事が終わったのは22時だった。隣では彼がイビキをかいて寝ていた。
疲れているんだろうな、と思った。それから出すもの出してスッキリしたんだろうな、とも。愛おしいなんて思わなかった。ただただ不快でしょうがなかった。そして彼に対してそんな感情を抱いたことが意外だった。

終電には程遠い22時。
今から着替えて駅に向かっても、余裕で電車に乗れる。日付は変わるだろうけれど家に帰って、こんな汚いベッドじゃなくて自分のベッドでゆっくり眠れる。
きっとこの男は私が帰っても気づかないだろう。もしくは、着替える私を目ざとく見つけて「俺も帰る」と言い出すか。

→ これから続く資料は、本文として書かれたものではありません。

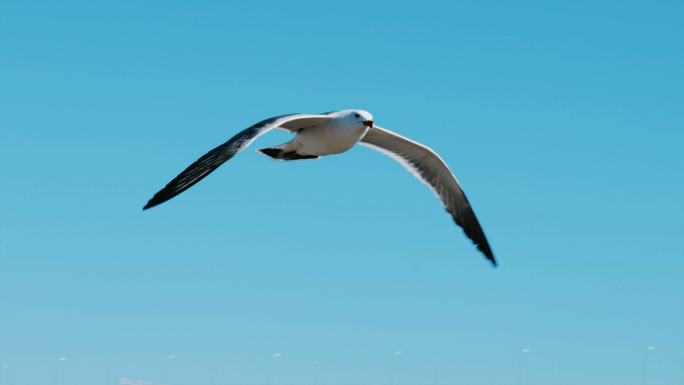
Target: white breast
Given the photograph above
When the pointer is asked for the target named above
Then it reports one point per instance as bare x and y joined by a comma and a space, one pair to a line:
328, 139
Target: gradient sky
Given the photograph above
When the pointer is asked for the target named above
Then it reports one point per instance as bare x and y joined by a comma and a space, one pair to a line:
563, 121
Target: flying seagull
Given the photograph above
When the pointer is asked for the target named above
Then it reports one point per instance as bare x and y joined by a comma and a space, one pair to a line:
334, 133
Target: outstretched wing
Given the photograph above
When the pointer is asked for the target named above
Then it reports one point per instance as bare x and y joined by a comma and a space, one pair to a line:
430, 169
213, 159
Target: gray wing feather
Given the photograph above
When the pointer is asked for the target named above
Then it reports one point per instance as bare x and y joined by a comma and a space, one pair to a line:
430, 169
216, 157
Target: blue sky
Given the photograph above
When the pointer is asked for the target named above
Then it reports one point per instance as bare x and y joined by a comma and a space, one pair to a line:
563, 122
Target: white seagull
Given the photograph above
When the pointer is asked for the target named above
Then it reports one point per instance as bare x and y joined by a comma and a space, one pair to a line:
334, 133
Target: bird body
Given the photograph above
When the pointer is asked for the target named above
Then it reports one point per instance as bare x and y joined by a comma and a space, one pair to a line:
334, 133
334, 136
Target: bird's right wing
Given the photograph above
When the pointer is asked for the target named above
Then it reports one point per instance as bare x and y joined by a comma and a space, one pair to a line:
213, 159
430, 169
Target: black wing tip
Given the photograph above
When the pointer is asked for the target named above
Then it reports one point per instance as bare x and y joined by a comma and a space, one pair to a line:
151, 204
493, 261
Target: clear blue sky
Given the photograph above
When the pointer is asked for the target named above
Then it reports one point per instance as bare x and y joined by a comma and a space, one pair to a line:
563, 121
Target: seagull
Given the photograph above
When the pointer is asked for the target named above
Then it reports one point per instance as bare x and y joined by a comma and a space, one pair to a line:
334, 133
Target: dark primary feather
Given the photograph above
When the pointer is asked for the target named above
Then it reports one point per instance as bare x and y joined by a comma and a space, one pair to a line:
216, 157
426, 165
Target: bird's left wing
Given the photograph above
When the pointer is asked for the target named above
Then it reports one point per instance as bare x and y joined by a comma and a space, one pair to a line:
430, 169
213, 159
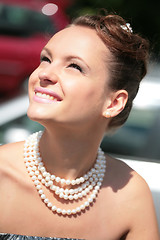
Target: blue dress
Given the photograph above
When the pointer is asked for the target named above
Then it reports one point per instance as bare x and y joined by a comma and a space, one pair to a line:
8, 236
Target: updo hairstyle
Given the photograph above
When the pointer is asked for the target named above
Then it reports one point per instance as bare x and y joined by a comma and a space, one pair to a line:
129, 56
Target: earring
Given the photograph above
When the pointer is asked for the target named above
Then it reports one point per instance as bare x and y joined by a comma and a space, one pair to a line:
107, 114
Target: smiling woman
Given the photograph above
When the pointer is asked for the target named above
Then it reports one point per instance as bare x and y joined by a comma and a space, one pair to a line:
60, 180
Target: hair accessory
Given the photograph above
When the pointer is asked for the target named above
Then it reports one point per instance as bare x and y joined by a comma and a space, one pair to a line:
87, 187
127, 27
107, 114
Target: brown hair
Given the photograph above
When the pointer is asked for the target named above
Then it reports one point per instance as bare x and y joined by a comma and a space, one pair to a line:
129, 56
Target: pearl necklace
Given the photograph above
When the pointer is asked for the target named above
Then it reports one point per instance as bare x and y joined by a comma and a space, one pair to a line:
89, 184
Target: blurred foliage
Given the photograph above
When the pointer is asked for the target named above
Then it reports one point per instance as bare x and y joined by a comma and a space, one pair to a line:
143, 16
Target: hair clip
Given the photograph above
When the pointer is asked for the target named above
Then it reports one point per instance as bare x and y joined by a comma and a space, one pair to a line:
127, 27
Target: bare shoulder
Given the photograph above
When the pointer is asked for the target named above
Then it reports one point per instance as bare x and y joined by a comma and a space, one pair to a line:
131, 192
122, 178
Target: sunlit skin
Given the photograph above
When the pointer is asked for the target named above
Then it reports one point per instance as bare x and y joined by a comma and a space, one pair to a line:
69, 68
74, 77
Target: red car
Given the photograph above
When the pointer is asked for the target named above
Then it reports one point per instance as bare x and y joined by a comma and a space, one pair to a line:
25, 27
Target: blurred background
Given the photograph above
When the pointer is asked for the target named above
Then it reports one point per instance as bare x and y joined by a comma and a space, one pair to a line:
25, 27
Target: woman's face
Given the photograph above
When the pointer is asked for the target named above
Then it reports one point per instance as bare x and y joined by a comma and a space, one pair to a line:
69, 86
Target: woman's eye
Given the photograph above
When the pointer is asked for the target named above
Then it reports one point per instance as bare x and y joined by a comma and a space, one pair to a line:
45, 59
76, 66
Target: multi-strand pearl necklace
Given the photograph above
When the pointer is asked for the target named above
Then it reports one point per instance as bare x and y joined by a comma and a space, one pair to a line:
88, 185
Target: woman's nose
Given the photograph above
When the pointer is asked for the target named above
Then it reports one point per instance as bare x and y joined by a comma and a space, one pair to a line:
48, 74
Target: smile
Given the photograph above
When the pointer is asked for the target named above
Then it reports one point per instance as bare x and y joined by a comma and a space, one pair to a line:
43, 95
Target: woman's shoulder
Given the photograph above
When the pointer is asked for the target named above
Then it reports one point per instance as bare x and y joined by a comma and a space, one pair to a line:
123, 177
133, 198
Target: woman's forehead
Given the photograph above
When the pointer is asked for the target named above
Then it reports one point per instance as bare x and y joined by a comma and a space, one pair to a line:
79, 38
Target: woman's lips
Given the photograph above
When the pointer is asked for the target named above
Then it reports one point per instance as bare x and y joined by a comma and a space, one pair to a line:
43, 95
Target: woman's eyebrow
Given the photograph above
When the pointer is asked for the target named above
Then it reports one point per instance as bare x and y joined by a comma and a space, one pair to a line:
75, 57
45, 49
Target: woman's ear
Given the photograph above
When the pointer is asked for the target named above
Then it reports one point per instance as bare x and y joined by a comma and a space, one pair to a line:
116, 105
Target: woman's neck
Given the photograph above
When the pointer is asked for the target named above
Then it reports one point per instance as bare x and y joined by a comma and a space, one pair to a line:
68, 155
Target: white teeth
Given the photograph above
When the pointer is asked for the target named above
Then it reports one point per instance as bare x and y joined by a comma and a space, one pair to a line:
43, 95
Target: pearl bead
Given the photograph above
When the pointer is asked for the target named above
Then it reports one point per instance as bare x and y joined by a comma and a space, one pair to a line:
69, 212
57, 179
43, 196
59, 210
54, 208
64, 212
49, 205
46, 200
89, 183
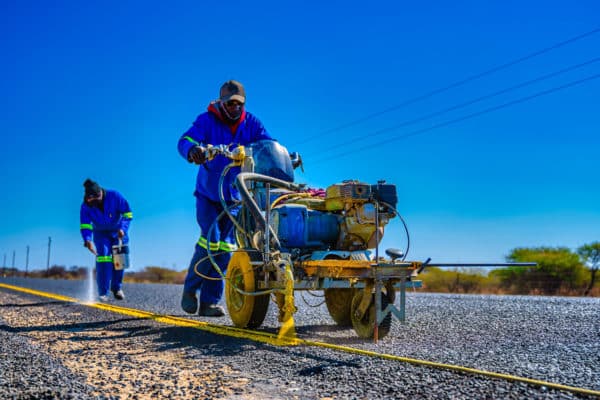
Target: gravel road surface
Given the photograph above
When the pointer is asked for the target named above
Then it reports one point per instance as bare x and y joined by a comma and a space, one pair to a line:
52, 349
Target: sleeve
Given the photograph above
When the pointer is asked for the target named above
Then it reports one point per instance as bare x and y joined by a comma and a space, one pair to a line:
85, 224
126, 214
192, 137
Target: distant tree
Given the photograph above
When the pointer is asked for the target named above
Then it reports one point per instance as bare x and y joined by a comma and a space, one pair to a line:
590, 256
557, 269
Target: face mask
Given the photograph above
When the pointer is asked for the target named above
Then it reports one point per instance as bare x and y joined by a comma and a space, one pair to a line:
233, 110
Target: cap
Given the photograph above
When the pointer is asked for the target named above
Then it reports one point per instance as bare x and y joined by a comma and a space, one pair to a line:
233, 90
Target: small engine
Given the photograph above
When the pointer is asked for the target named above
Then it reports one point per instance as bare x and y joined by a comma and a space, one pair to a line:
345, 219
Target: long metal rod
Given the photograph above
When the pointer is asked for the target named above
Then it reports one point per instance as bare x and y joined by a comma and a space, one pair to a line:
481, 265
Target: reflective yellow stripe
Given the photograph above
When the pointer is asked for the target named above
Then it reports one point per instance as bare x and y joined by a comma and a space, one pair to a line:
227, 246
202, 242
189, 139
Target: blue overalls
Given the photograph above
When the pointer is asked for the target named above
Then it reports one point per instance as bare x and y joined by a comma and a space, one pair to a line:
103, 226
209, 128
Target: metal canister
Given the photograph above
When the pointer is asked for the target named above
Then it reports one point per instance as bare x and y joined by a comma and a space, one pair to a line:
120, 255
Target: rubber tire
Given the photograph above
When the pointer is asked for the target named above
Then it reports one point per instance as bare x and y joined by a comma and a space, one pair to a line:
364, 327
245, 311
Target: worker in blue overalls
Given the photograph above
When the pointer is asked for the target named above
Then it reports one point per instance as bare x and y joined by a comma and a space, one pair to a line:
225, 122
105, 217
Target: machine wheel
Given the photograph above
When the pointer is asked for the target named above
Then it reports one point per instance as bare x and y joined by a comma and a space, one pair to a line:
364, 327
338, 304
245, 311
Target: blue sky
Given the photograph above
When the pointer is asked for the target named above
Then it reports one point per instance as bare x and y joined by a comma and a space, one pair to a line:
105, 89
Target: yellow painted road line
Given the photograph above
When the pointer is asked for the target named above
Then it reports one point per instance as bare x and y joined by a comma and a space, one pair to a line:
276, 341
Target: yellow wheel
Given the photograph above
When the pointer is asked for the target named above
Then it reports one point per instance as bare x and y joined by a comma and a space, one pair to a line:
246, 311
338, 304
365, 326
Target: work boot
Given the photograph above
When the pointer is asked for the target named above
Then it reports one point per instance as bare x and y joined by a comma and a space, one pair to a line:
210, 310
189, 302
119, 295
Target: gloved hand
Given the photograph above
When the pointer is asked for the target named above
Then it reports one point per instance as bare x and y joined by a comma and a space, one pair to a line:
197, 155
87, 244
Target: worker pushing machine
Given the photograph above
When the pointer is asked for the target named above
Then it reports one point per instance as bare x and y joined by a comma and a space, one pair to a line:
105, 217
226, 122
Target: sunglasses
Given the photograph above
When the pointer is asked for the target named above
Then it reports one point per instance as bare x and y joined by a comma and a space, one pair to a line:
233, 104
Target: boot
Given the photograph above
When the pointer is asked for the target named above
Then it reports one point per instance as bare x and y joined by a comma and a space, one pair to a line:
189, 303
119, 295
210, 310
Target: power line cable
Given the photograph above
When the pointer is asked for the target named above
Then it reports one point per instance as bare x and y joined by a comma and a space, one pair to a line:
452, 85
468, 116
467, 103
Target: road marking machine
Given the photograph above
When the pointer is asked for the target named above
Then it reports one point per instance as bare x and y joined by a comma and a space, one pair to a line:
292, 238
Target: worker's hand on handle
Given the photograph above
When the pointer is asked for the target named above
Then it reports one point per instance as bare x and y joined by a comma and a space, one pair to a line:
197, 155
90, 247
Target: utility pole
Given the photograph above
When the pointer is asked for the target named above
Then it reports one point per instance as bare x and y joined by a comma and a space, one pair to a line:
48, 259
27, 261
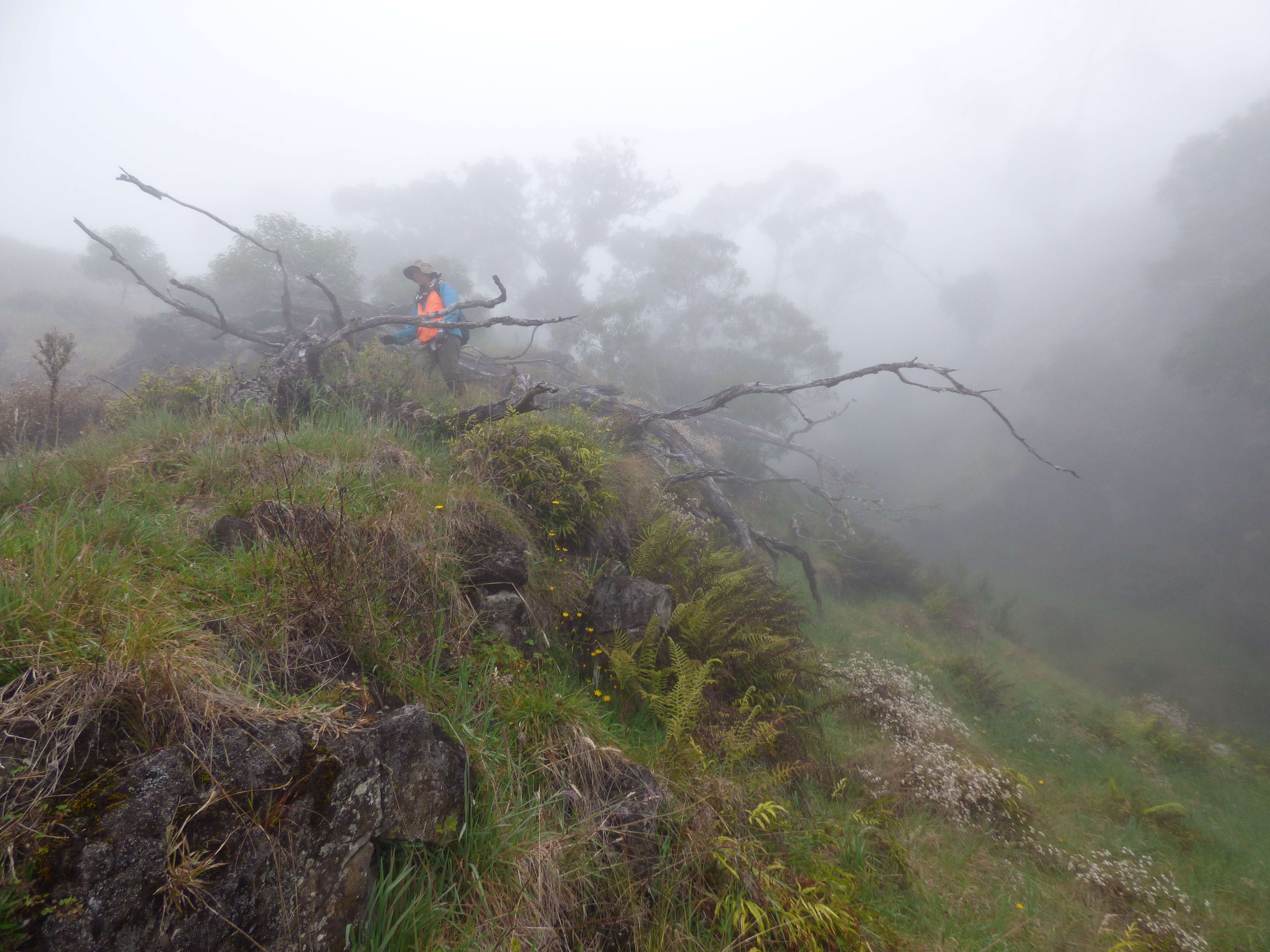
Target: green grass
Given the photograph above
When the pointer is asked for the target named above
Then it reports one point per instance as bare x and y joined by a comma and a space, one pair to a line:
107, 591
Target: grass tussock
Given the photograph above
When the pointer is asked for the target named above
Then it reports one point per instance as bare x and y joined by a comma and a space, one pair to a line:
892, 775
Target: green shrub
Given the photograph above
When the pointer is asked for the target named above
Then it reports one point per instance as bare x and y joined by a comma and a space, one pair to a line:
982, 683
25, 412
182, 391
864, 562
734, 629
552, 474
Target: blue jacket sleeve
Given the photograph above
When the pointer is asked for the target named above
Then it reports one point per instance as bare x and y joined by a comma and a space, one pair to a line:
450, 298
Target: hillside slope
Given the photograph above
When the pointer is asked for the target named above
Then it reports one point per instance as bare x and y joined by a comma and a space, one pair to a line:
745, 772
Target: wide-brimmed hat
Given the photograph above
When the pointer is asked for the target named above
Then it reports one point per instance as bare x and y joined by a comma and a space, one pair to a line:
426, 267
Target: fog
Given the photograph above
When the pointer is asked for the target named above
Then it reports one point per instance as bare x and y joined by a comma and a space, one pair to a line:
996, 168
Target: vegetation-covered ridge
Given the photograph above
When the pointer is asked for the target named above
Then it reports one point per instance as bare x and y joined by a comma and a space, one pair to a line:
889, 774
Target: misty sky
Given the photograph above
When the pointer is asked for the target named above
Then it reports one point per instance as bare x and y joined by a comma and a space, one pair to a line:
978, 121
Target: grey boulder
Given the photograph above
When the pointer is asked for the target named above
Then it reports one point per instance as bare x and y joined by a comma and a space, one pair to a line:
266, 840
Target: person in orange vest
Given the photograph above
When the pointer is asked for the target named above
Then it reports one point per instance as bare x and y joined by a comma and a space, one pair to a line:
444, 345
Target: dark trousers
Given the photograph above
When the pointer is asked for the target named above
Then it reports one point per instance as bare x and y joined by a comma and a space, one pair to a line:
446, 356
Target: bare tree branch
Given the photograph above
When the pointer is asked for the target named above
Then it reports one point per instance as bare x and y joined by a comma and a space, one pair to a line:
825, 464
336, 313
275, 252
808, 421
730, 477
533, 333
204, 295
726, 397
462, 421
790, 549
216, 320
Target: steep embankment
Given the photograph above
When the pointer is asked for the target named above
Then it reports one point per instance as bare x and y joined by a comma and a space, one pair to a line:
280, 683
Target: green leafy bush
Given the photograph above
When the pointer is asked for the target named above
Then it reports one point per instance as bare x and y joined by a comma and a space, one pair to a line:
864, 562
552, 474
182, 391
981, 682
732, 621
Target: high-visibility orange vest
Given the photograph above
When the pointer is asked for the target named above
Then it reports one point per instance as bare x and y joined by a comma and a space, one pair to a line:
431, 306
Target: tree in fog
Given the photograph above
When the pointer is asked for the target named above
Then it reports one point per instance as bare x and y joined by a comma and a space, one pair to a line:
538, 229
248, 280
824, 242
96, 262
677, 320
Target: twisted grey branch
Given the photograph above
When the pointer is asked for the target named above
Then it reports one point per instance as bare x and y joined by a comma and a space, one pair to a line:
336, 313
275, 252
218, 320
726, 397
730, 477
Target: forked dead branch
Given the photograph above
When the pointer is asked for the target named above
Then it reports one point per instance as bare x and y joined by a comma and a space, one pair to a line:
295, 356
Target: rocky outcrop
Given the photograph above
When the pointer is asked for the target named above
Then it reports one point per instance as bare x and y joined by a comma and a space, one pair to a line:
620, 604
266, 840
504, 613
501, 568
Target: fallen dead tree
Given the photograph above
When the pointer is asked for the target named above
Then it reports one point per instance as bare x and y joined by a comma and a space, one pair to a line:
294, 357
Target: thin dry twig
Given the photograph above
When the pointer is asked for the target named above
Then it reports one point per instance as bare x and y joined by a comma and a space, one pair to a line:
726, 397
246, 237
336, 313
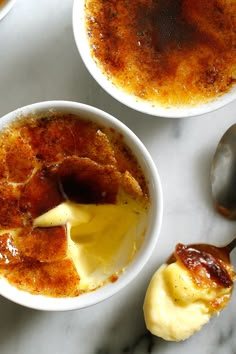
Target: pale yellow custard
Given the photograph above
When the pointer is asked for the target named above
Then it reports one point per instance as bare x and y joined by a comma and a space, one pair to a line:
175, 307
102, 239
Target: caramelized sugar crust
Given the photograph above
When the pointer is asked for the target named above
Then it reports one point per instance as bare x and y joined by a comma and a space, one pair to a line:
209, 267
43, 162
170, 52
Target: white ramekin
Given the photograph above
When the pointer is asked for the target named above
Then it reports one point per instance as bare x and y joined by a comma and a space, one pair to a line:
120, 95
154, 218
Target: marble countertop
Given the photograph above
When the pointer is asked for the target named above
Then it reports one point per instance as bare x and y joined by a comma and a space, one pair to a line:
39, 61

私は動けなかった。こんな時間に電車に乗ることを想像して、それだけで全て嫌になってしまった。
シャワーを浴びても、着替えても、誤魔化しても、こいつはホテルで過ごしてきたんだなと周りに気付かれると思った。実際そんなことがないのはわかっていた。でも、この部屋の気配を、彼の気配を身体に漂わせたまま、終電間際の電車に乗る私は気持ち悪いと思った。

いつも乗る朝の電車は平気だった。会社員と逆行して駅に向かうのも、人が少ない電車にほぼスッピンで乗るのも何てことはない。朝の太陽が、仕方がないなと許してくれているような気がしていた。
でも、22時の電車に乗るのは嫌だった。許しが何もなくて、夜が私を責めていた。

◎          ◎

私は全く眠くない体を汚いベッドに横たえた。天井をただ見つめる。隣のイビキはますます大きくなっていた。彼に背を向けて目を閉じた。眠れそうになかった。彼から距離を取り、身を守るように体を丸めた。そしてそのまま、まだまだ終わる気配のない夜を恨んだ。早く夜なんて終われ、と必死に願った。

全く意図していないが、それが彼と過ごした最後の夜だった。それ以来私が夜を呪ったことはない。